Sosok Kiai Athoillah menjadi representasi tokoh Nahdlatul Ulama (NU) di Kabupaten Brebes. Karena terbukti, sumbangsihnya dalam merawat NU selama tiga periode menjadi Ketua Pengurus Cabang (PC) NU Kabupaten Brebes cukup berhasil.
Kesederhanaan lelaki kelahiran Larangan, 19 Desember 1959 ini terlihat sejak kecil, seperti seneng tidur di Masjid Dukuh Lamaran, Desa Sitanggal Larangan Brebes. Dengan tidur di masjid, katanya, tidak pernah ketinggalan sholat subuh. Juga ada berbagai perbincangan seputar dunia Islam yang kerap terlontar dari teman-teman kecilnya, sehingga terpatri semangatnya untuk membumikan Islam di daerahnya.
Atho kecil, mengaku harus membanting tulang setelah ditinggal Sang Ayah KH Syatori Marlan pada usia 10 tahun.
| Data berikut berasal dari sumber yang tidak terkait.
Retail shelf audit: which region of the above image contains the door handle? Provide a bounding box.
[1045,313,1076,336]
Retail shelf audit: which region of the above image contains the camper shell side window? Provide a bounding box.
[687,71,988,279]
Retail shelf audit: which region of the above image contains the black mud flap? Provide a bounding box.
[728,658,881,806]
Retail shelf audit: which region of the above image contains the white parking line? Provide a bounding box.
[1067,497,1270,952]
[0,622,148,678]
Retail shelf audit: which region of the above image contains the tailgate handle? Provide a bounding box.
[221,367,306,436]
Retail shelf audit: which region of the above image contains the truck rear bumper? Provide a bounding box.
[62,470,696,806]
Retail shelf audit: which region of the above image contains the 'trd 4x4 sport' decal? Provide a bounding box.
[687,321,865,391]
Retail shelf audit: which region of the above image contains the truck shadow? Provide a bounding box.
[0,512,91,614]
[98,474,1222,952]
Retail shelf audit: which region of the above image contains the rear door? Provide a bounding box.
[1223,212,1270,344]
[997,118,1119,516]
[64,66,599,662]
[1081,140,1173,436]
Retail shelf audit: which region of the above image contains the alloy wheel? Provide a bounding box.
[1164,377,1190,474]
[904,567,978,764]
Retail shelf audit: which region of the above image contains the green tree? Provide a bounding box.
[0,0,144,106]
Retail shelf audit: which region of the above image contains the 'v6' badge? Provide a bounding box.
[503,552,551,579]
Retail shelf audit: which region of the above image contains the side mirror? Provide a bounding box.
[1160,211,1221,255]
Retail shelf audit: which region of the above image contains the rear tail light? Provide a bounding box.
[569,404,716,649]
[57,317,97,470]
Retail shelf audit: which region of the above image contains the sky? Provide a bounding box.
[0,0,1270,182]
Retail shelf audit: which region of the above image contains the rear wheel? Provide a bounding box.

Namun dia tidak cengeng, terbukti dia membantu Sang Ibu Hj Fatimah terjun ke sawah ikut derep (panen padi), ketika kakek atau sedulurnya panen. Dari hasil derep tadi, uangnya ia tabung lalu dibelikan cempe (anak kambing) yang kemudian dia titipkan ke orang lain. “Hasilnya lumayan, bisa buat bayar uang sekolah,” kata Suami Henny Rosdiyati ini.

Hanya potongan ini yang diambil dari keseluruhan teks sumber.